La fréquence des sonneries, l’intensité de leur volume sonore, les codes utilisés définissant un environnement sonore. Ainsi les sonneries des cloches de Castéra – comme les autres – étaient un véritable langage, un système de communication qui tissait des liens entre les individus et contribuait à former les identités individuelle et communautaires. L’ancêtre du « Grand Jean » par exemple était sur « la fréquence Vieux Castéra » et ses journées étaient ordonnées selon un code qu’il comprenait parfaitement : heures, travail, cérémonies religieuses, décès… mais aussi dangers, informations, prévention contre la foudre, mobilisation. On apprenait à l’environnement d son clocher. Le pouvoir était donc détenu par celui qui avait autorité sur cet environnement.

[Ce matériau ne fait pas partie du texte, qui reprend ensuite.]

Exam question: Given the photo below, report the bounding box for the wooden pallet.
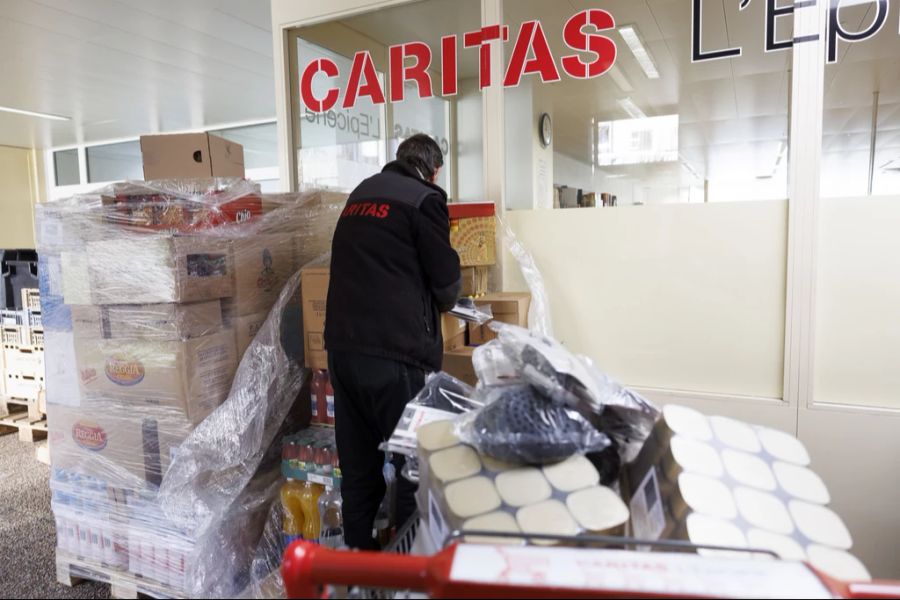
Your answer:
[0,398,47,442]
[56,549,178,599]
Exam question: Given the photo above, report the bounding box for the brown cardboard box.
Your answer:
[47,403,192,487]
[441,313,466,350]
[231,312,269,364]
[442,346,478,385]
[141,133,244,181]
[75,329,236,424]
[300,267,331,369]
[87,235,234,304]
[226,235,294,317]
[460,267,489,298]
[71,300,223,340]
[469,292,531,346]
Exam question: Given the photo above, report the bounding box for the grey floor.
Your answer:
[0,434,110,598]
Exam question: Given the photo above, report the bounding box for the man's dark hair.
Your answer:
[397,133,444,181]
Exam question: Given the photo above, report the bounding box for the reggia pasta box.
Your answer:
[48,403,192,488]
[75,329,237,424]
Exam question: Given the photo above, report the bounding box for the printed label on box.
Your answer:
[391,406,456,449]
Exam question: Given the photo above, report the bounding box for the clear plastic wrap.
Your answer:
[380,373,482,457]
[456,383,610,465]
[36,179,344,597]
[497,217,553,337]
[475,323,659,463]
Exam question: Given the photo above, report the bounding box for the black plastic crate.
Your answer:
[0,250,39,310]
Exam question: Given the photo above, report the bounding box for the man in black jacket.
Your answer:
[325,134,461,550]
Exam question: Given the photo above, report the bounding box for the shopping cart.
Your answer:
[282,526,900,598]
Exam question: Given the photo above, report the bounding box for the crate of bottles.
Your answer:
[281,425,341,487]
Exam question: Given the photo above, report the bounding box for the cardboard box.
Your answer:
[460,267,490,298]
[47,404,192,487]
[300,267,331,369]
[75,329,237,424]
[447,202,497,267]
[225,235,294,317]
[87,235,234,304]
[141,133,244,181]
[231,312,269,364]
[71,300,224,340]
[469,292,531,346]
[442,346,478,386]
[441,313,466,350]
[102,186,263,233]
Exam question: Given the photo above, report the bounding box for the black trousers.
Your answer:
[328,352,425,550]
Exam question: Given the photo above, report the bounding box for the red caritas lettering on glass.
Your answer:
[341,202,391,219]
[300,8,616,112]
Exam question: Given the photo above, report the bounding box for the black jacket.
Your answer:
[325,161,461,371]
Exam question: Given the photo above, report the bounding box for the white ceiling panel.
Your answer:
[0,0,275,148]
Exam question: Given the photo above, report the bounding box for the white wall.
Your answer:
[814,197,900,410]
[0,146,41,249]
[503,82,535,210]
[503,79,554,210]
[504,202,787,398]
[455,79,485,202]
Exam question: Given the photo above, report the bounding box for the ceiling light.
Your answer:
[619,98,647,119]
[0,106,72,121]
[609,66,634,93]
[619,25,659,79]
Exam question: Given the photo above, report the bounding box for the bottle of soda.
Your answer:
[325,373,334,425]
[319,487,344,548]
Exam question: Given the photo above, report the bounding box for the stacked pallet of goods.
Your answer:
[37,136,337,597]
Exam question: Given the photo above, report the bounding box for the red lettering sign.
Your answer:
[562,8,617,79]
[389,42,433,102]
[503,21,560,87]
[343,50,384,108]
[300,58,340,112]
[300,13,617,110]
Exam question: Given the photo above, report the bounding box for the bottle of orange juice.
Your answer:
[300,481,325,543]
[281,479,306,548]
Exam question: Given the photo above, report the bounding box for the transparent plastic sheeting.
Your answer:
[497,217,553,337]
[35,179,564,597]
[36,179,346,597]
[472,322,659,463]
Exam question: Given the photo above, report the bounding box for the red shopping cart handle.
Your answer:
[282,541,900,598]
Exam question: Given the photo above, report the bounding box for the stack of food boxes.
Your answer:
[442,203,531,384]
[0,288,44,410]
[37,136,342,593]
[301,203,531,390]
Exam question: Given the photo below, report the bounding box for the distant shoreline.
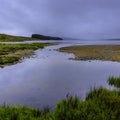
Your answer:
[59,45,120,62]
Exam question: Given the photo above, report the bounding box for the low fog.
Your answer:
[0,0,120,39]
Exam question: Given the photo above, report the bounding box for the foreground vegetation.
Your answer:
[0,43,50,66]
[60,45,120,62]
[0,77,120,120]
[0,34,37,42]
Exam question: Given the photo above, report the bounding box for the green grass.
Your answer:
[0,78,120,120]
[0,43,50,66]
[0,34,36,42]
[108,76,120,88]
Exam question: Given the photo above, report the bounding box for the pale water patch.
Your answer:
[0,42,120,107]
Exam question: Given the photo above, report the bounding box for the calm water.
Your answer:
[0,41,120,107]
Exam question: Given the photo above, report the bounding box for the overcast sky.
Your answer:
[0,0,120,38]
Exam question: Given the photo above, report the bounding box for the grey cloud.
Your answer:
[0,0,120,38]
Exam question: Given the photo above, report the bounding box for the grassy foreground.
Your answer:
[60,45,120,62]
[0,77,120,120]
[0,34,36,42]
[0,43,50,66]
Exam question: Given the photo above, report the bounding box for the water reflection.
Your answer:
[0,40,120,107]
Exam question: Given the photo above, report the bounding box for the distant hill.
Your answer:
[32,34,62,40]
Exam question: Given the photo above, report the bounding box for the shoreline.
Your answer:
[0,43,53,68]
[59,45,120,62]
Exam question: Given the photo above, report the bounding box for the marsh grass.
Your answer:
[0,43,50,66]
[0,77,120,120]
[108,76,120,88]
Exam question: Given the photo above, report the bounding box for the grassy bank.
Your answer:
[0,78,120,120]
[0,34,39,42]
[0,43,50,66]
[60,45,120,62]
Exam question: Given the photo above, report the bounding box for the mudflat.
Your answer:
[59,45,120,62]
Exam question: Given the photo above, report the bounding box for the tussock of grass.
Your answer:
[0,78,120,120]
[0,43,50,66]
[108,76,120,88]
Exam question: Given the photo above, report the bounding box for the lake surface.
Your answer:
[0,40,120,108]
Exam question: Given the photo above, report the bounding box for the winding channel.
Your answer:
[0,41,120,108]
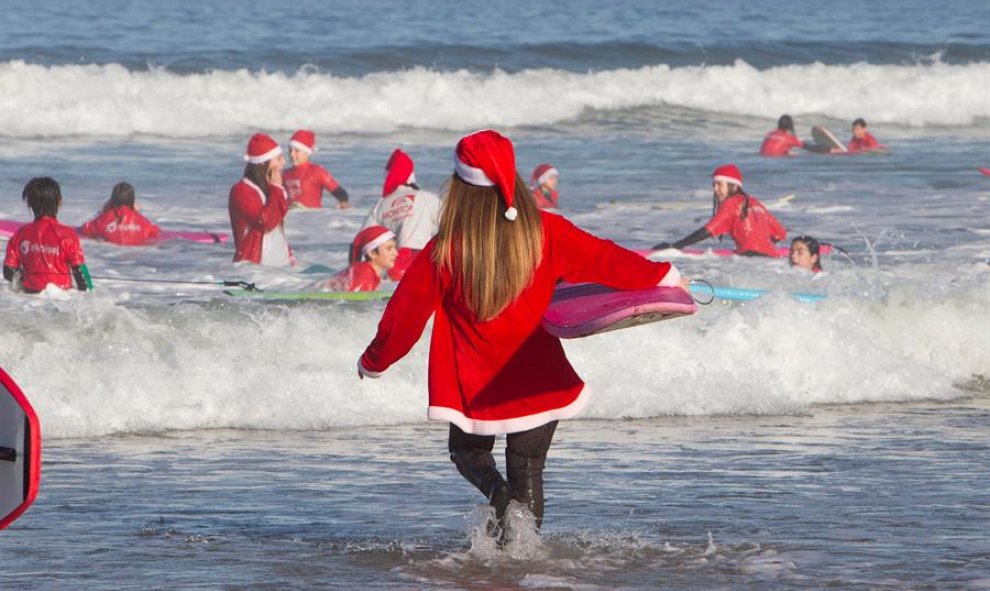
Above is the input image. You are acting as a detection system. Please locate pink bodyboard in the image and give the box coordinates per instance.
[0,368,41,529]
[633,242,832,259]
[0,220,230,244]
[543,283,698,339]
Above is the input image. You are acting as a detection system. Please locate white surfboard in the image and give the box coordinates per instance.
[0,369,41,529]
[811,125,849,152]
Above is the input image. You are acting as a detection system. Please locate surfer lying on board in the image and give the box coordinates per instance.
[227,133,294,266]
[317,226,398,291]
[79,183,162,246]
[3,177,93,293]
[844,119,887,153]
[357,129,687,534]
[760,115,804,157]
[653,164,787,257]
[285,129,351,209]
[529,163,560,209]
[362,148,440,281]
[788,235,822,273]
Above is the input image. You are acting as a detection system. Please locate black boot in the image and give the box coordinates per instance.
[450,449,512,524]
[505,450,546,529]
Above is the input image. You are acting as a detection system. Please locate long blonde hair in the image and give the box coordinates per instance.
[433,173,543,320]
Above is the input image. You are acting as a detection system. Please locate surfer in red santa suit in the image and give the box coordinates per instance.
[285,129,351,209]
[760,115,804,156]
[318,226,398,291]
[362,148,440,281]
[529,163,560,209]
[358,130,686,531]
[227,133,293,266]
[653,164,787,257]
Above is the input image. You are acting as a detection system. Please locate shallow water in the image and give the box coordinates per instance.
[0,392,990,589]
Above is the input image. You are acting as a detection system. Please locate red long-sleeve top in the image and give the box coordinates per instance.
[705,194,787,257]
[285,162,340,209]
[227,178,289,264]
[360,212,671,435]
[3,216,85,291]
[79,205,161,246]
[760,129,804,156]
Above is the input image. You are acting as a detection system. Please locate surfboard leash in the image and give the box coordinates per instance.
[91,275,265,292]
[689,279,715,306]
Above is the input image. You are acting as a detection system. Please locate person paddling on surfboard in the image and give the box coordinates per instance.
[357,129,687,532]
[529,162,560,209]
[3,177,93,293]
[653,164,787,257]
[362,148,440,281]
[788,236,822,273]
[227,133,295,266]
[844,119,886,153]
[318,226,398,291]
[285,129,351,209]
[79,183,162,246]
[760,115,804,157]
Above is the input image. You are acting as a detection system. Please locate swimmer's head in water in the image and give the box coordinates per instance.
[788,236,822,272]
[712,164,742,203]
[529,162,560,191]
[21,176,62,220]
[110,183,135,209]
[289,129,316,166]
[853,119,866,139]
[777,115,794,135]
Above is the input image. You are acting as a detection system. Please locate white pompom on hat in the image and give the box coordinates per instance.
[529,162,560,189]
[712,164,742,188]
[289,129,316,154]
[244,133,282,164]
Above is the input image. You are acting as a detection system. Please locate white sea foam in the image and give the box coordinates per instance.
[0,61,990,138]
[0,264,990,437]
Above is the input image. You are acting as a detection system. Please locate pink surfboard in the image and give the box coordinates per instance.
[0,220,230,244]
[543,283,698,339]
[633,242,832,259]
[0,368,41,529]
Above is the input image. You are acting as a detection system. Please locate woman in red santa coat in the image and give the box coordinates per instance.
[358,130,686,526]
[227,133,293,266]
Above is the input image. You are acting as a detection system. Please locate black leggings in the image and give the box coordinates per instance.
[447,421,557,460]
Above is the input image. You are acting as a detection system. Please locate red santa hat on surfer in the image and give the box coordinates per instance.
[529,162,560,189]
[289,129,316,154]
[712,164,742,189]
[350,226,395,265]
[382,148,416,197]
[244,133,282,164]
[454,129,519,222]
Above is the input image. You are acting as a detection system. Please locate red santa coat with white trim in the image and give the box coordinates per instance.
[227,178,292,264]
[361,212,671,435]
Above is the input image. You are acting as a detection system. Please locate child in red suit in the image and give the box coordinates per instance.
[80,183,161,246]
[321,226,398,291]
[3,177,92,293]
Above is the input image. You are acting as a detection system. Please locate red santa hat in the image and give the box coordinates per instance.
[454,129,519,221]
[244,133,282,164]
[712,164,742,189]
[351,226,395,265]
[289,129,316,154]
[530,162,560,188]
[382,148,416,197]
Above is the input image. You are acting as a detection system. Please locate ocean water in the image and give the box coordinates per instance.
[0,0,990,589]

La révolution française va attaquer ce privilège en confisquant de nombreuses cloches qui avaient été souvent payées par les proches habitants. L’Assemblée Constituante décide au début de l’été 1791 de renoncer à la vente de cloches mais de les convertir en monnaie distribuée en pièces de 5 sols, de 2 liards et de 1 liard puis en pièces de1 décime, 5 centimes et 1 centime puisque vient d’être créé un nouveau système monétaire. Cette monnaie, transformation du bronze, est appelée monnaie de billon. La monnaie se répand dans nos campagnes pour se substituer au troc très généralisé alors. Les pièces d’argent et d’or étaient réservées aux riches marchands traitant de grosses affaires.
La descente des cloches ainsi que leur transport sont mis aux enchères. Les autorités surveillent le charpentier et autres artisans réquisitionnés pour décrocher et descendre la cloche avant de la peser et la transporter vers l’hôtel des monnaies. Elles tiennent aussi à distance une population curieuse et hostile rassemblée au sommet du coteau « mous ban pana uo campana » (ils vont nous voler une cloche). Il faut également noter une certaine résistance manifestée par la lenteur dans l’exécution des tâches. En effet plusieurs de nos Castérois vivent cela comme un vol d’une très ancienne possession collective qui fédère autour du sentiment religieux (imposé) et par l’organisation de l’espace sonore défini.
La loi du 23 juillet 1793 enjoint de réduire à une cloche unique la sonnerie des églises en service. Les cloches dorénavant réquisitionnées iront à la fabrication d’armes car la France est de toutes parts assaillie par des troupes contre-révolutionnaires. Nous venons même de déclarer la guerre à l’Espagne en mars. Les troupes traversent le Gers qui ne peut ainsi rester à l’écart de toute nouveauté, notamment des idées et des lois.
L’esprit nouveau issu des Lumières, porteur d’égalité, de liberté et d’émancipation, souligne que la cloche n’est qu’un objet matériel, masse de bronze. Elle ne renferme en ellke aucune spirialité que constitue la religion. L’utilisation de la cloche sera citoyenne et annoncera les dangers, les rassemblements, certains événements. L’ordonnateur de sonnerie sera la récente municipalité issue de la Révolution.
L’été 1794, la France va totaliser une impressionnante masse de cloches fondues. En trois ans l’information sonore a été bouleversée, le Vieux Castéra n’a plus qu’une cloche comme la majorité des paroisses. Les gouvernements de la Convention et du Directoire vont tenter de réserver l’usage des cloches au pouvoir civil et interdire par lois de 1795 et 1796 les sonneries religieuses. Le son du tambour est maintenant bien souvent chargé de précéder toute annonce publique.